Russian President Vladimir Putin and his delegation arrived to Budapest on one of three identical planes, which left from separate locations at separate times. Putin’s Iljushin-96 presidential aircraft was escorted by Hungarian fighter planes in Hungary’s airspace – truly a presidential welcome.
The security measures were extremely tight, almost unprecedented. Budapest’s streets were empty, police lined the intersections. No anti-Putin demonstrators were allowed close to the motorcade. Several different routes were secured from Ferenc Liszt International Airport to downtown, one of which was picked by the Russian president’s security chief after the planes had touched down.
Viktor Orbán’s friendship with President Putin, the ex-KGB agent turned authoritarian Russian president shocked Hungarians in North America. I have yet to meet a Hungarian-Canadian or Hungarian-American who welcomes this new closeness, a virtual Hungarian-Russian alliance. In a rare show of unity most Hungarian Americans and Canadians object Orbán’s pro-Russian turn and his “love affair” with the Russian president.
Several organizations claim to represent Hungarian Canadians and Americans yet none of them protested Putin’s Budapest visit The Hungarian American Coalition has a new leadership: Andrea Lauer Rice is the new president and Agnes Virga in the chairman. The two women are mum, not one word about the Putin visit.
The American Hungarian Federation is led by Frank Koszorus, a staunch anti-Communist who is proud that his father fought against the Soviet Union in Horthy’s pro-Hitler army. Yet, not one word from him about Mr. Putin, the onetime communist secret service agent. In Canada, Hungarian Diaspora Council leaders, Anna Szenthe and Tibor Ábrahám have not raised their voice either.

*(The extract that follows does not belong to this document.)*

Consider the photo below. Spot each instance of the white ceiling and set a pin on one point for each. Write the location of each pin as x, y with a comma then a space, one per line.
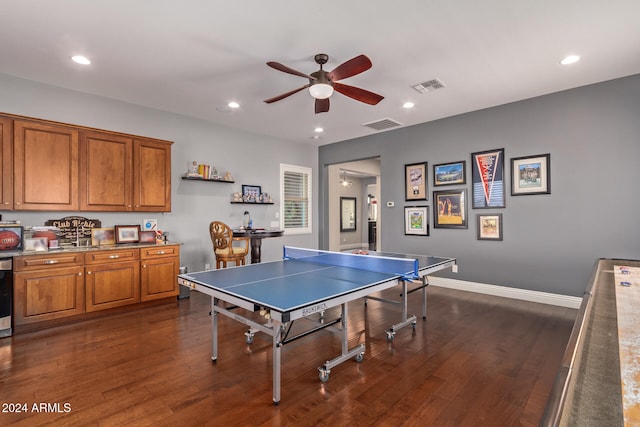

All these organizations receive direct or indirect support from the Orbán government, they do not publish their finances and publicly never criticize Budapest. Who do they represent?
According to Stratfor, Mr. Putin singled out Hungary’s willing Eurosceptic PM Viktor Orbán to break the West’s unity. With Europe increasingly divided and the Trump administration in Washington less adversarial toward Moscow, Hungary is wasting no time building close ties with Russia. Moscow fully intends “to seize the opportunity” and build a beachhead in Hungary against the West. (Read the Stratfor analysis here.)
There is one Hungarian-American group that openly expressed its disappointment with Hungary’s new closeness to Putin. 82-year old Béla Lipták, a prominent 56-er and founder of the Hungarian Lobby internet group demonstrated against Mr. Putin’s growing influence. I generally disagree with Mr. Lipták and his lobbying activities but this issue is an exception. I have a feeling that the majority of Hungarians in North America are solidly behind him.
We do not want close political ties between Putin’s Russia and Hungary and condemn the pro-Putin adventurism of the Orbán government and their North-American surrogates who pose as leaders of the Hungarian community.